Colorectal cancer can be considered a severe public health problem [1]. The third most frequent cancer presents considerable mortality, motivated by a diagnosis often made at an advanced stage of the disease. On the other hand, whenever detected early, the probability of controlling the disease is high, with reasonable survival rates at five years [2]. Thus, combating it depends on effective screening programs, early diagnosis, and individualized therapies with continuous and effective monitoring. These are the only ways to reduce the incidence and improve the outcomes of treated cases regarding survival and quality of life, simultaneously reducing the economic burden.

Currently, control of this type of cancer is based on three aspects: screening, diagnosis, and treatment. In screening programs, fecal occult blood tests and colonoscopies (on a smaller scale) are still the most used methods starting from 50 years of age in asymptomatic individuals. However, implementing molecular tests that measure the immune system’s response to the attack of colorectal cancer in screening programs could prove to be an essential step to achieve. A colonoscopy beyond screening is the main weapon in prevention (a colonoscopy with polypectomy prevents patients with adenomatous polyps from developing colorectal cancer) and tumor diagnosis. When the diagnosis of invasive cancer is made, it is necessary to carry out correct staging to plan an individualized therapy that may include surgery, radiotherapy, and chemotherapy in different modalities. Monitoring the response to treatment, screening for recurrence, and selecting the ideal treatment are also essential aspects of managing this oncological entity.

Biomarkers are substances that can be measured in biological fluids or tissues and predict the incidence or outcome of disease [3]. A promising biomarker should fulfill five essential requirements: good specificity, good sensitivity, cost effectiveness, ease of implementation, and the ability to detect the disease at its early stages. While sensitivity refers to the ability of the biomarker to detect diseased patients, specificity relates to its capability to reject other pathologies or healthy individuals.

Colorectal cancer-specific biomarkers are still an area in development. Many biomarkers with different characteristics are currently being analyzed, which can be investigated in blood, urine, or tissue using various methods with different sensitivities, specificities, and clinical practice applicability. One example of these markers is the carcinoembryonic antigen (CEA) measured in blood, which is the most common tool used in the clinic for disease monitoring after resection surgery. Others include tumor biomarkers, such as Kirsten rat sarcoma virus (KRAS) and V-Raf murine sarcoma viral oncogene homolog B (BRAF) mutations or microsatellite instability, which have implications for therapeutic selection [4]. In the case of predictive biomarkers for response to neoadjuvant treatment in Locally Advanced Rectal Cancer (LARC), most biomarkers so far have been imaging variables and genetic parameters, as well as DNA- and RNA-based (TYMS polymorphisms, cell-free DNA, expression studies, microRNAs) ^[5][6][7][5,6,7]. Some are expensive, require state-of-the-art technology and complex laboratory procedures, and are not fully applied to the clinic yet.

Within this scope, whether in a targeted or untargeted fashion, metabolomics seems to be a tool for developing new biomarkers in cancer. Metabolomics uses body fluids and techniques to study low molecular weight molecules, such as amino acids, lipids, carbohydrates, and intermediates of various metabolic pathways. Some are already established procedures for screening and diagnosing other diseases, such as metabolic disorders. Metabolomics further allows the study of pathways known to be deregulated in cancer cells, providing a more thorough picture of the patient’s metabolic state. Glycolysis, the TriCarboxylic Acid Cycle (TCA), and mitochondrial metabolism have gathered much attention concerning cancer metabolism’s peculiarities. Their vast replicative potential, their metabolic plasticity, and their choice of aerobic glycolysis and concomitant lactate production as a source of energy—the Warburg effect—have made cancer cells an interesting source of possible metabolites for screening [8].

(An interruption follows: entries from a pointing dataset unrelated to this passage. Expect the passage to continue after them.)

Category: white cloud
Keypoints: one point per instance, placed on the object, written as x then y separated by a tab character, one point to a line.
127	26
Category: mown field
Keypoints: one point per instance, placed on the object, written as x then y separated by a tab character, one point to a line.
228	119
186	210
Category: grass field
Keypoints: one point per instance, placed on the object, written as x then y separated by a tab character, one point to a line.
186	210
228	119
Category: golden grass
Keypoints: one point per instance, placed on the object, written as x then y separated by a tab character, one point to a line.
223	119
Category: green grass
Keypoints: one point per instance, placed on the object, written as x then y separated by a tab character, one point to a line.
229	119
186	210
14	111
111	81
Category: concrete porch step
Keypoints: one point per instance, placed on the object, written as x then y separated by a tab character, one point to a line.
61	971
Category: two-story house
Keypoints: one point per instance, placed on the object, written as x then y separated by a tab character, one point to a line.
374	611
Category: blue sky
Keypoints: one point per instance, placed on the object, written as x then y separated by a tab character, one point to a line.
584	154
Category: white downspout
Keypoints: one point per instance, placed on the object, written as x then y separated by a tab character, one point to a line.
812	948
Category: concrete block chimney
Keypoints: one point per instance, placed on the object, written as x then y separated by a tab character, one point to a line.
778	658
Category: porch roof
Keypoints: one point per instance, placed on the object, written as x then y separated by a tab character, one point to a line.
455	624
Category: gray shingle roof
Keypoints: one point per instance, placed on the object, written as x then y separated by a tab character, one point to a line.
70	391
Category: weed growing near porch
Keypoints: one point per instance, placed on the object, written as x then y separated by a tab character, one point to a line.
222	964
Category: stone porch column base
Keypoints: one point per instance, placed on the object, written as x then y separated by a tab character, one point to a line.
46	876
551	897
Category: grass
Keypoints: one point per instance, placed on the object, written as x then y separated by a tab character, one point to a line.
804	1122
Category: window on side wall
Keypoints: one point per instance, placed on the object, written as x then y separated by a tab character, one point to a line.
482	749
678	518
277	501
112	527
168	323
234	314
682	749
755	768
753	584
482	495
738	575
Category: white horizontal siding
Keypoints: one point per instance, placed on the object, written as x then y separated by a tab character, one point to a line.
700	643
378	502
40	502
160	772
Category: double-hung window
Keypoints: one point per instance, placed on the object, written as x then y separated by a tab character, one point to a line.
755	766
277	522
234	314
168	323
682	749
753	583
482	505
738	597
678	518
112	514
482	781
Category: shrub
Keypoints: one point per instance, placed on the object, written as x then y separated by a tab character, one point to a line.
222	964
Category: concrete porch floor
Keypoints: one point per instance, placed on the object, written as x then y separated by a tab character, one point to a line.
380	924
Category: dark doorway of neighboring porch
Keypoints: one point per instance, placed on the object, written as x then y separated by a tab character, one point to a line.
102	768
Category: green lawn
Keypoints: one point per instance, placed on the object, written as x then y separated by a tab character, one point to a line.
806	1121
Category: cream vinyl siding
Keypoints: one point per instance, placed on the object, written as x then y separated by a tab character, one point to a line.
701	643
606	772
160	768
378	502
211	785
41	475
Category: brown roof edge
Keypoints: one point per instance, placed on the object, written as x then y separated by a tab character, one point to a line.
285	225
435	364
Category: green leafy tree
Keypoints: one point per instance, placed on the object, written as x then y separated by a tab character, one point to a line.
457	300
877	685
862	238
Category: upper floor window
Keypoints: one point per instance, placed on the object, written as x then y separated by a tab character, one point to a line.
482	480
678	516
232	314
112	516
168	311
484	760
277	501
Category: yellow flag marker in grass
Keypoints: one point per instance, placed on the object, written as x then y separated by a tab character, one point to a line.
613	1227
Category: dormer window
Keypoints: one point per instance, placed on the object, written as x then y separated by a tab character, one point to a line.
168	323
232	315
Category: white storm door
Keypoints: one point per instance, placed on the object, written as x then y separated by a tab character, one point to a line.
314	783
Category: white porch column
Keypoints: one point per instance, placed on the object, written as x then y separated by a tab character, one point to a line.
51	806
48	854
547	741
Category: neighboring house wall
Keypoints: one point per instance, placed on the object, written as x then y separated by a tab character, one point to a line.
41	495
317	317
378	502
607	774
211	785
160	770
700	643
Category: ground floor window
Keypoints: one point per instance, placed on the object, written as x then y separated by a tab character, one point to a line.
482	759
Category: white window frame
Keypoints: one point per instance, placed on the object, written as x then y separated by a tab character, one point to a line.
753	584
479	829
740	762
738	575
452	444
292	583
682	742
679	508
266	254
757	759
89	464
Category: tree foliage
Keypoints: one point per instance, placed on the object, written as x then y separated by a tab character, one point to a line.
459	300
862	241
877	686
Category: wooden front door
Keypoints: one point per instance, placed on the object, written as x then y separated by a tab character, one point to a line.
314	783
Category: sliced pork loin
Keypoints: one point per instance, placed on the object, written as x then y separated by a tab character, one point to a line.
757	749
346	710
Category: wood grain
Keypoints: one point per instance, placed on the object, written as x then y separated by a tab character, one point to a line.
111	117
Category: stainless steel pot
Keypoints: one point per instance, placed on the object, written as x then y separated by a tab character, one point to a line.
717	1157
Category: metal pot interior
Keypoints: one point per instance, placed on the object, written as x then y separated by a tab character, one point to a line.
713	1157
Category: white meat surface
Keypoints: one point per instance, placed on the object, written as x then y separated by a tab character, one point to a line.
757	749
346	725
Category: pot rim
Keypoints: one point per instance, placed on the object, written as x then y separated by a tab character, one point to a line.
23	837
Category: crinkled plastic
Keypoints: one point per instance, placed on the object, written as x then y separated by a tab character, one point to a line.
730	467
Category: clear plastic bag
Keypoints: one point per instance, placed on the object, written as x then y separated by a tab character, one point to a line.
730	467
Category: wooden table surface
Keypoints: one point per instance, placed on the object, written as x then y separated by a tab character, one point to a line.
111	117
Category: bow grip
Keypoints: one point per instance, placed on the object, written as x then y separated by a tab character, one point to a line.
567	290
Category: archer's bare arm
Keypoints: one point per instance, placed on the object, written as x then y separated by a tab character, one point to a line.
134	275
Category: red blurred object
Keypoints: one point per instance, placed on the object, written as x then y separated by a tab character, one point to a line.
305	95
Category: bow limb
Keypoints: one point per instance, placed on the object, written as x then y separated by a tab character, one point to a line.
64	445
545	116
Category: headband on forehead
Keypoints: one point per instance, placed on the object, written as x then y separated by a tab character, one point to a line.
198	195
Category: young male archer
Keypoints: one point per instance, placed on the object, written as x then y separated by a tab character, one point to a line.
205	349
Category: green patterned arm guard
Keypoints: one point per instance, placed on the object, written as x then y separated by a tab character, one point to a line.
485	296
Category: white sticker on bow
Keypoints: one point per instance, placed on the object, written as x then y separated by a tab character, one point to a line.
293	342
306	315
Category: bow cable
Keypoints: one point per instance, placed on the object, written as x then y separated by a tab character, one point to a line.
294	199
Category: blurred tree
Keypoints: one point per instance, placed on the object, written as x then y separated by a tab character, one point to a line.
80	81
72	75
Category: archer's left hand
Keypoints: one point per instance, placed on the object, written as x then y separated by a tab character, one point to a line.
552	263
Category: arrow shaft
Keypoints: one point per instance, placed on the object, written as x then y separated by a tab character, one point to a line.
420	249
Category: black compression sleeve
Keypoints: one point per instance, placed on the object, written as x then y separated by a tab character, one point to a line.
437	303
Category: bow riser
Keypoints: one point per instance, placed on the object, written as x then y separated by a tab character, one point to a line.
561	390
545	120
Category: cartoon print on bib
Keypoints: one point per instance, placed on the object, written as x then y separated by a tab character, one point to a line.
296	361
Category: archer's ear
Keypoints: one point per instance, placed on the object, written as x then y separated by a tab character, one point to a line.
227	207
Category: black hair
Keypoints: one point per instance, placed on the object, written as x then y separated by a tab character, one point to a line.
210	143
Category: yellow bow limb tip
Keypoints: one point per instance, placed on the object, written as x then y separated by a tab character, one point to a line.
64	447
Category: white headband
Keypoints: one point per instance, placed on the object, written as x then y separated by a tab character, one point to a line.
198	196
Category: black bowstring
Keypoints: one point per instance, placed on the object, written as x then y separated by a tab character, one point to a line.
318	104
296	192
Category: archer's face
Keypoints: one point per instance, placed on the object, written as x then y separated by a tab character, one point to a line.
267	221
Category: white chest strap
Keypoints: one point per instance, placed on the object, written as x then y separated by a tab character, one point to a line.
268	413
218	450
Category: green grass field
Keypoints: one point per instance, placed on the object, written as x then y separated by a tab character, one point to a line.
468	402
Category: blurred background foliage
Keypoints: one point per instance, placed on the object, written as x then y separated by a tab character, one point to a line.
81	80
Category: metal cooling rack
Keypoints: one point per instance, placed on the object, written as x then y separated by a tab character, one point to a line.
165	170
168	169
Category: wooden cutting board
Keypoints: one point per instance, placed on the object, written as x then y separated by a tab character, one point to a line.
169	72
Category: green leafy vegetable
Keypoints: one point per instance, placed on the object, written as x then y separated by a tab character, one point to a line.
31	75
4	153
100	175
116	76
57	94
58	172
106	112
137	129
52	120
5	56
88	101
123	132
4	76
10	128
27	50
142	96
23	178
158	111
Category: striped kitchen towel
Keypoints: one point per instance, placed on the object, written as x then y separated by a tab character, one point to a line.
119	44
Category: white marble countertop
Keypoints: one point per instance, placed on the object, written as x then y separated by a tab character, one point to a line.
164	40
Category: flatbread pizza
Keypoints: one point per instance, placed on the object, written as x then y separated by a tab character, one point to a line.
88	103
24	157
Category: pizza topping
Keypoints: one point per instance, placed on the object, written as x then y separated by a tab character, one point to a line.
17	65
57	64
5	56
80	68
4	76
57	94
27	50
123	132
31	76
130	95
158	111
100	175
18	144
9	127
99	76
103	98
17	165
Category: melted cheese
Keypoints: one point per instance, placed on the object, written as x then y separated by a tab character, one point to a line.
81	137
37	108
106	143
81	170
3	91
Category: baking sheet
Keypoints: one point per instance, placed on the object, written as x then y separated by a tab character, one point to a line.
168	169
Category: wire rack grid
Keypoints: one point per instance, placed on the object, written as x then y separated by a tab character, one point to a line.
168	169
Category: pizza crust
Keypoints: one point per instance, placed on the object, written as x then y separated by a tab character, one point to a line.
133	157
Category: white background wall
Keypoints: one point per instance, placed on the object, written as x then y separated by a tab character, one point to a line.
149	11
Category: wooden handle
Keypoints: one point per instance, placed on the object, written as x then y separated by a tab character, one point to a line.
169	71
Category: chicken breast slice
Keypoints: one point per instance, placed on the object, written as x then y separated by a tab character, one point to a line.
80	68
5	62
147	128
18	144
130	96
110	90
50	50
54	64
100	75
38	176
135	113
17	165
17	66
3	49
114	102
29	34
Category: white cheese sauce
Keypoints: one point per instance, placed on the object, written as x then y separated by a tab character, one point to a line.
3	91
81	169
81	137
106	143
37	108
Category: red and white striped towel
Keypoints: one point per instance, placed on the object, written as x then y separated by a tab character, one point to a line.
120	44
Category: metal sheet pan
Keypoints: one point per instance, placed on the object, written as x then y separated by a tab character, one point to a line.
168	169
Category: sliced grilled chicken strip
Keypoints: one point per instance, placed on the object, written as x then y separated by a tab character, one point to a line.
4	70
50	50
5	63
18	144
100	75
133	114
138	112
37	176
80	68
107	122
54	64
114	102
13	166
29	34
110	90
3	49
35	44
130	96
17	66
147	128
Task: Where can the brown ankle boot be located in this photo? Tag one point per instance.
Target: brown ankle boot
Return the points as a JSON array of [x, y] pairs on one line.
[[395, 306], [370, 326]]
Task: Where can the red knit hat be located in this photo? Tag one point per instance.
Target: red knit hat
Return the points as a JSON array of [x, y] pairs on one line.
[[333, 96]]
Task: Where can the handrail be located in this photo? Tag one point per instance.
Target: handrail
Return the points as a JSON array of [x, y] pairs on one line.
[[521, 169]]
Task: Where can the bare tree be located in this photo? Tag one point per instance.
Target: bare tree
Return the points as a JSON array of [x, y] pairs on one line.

Among the vast array of molecules that might play a primordial role in the pathogenesis of cancer, amino acids have been attracting substantial attention. They have not only their role as building blocks for the synthesis of proteins but also can be considered alternative fuels in cancer due to their involvement in biosynthetic pathways [9]. For instance, glutamine and branched-chain amino acids provide organic molecules to fuel the TCA cycle; glutamate, glycine, and cysteine are used for glutathione synthesis, an antioxidant molecule essential to counter the production of reactive oxygen species during cell proliferation. In the same way, polyamines resulting from arginine catabolism have been associated with cancer development for decades [10]. Proteins involved in amino acid metabolism have also been under cancer research. They include transmembrane solute carriers and amino acid transporters, such as L-type amino acid transporter 1 and alanine–serine–cysteine transporter 2, which are usually upregulated in colorectal cancer [11]. Even though there is substantial biochemical evidence for the relevance of amino acids in cancer, there is still a lack of clinical output focusing exclusively on their use as biomarkers for the diagnosis, prognosis, and monitoring of therapeutic response in CRC (Figure 1).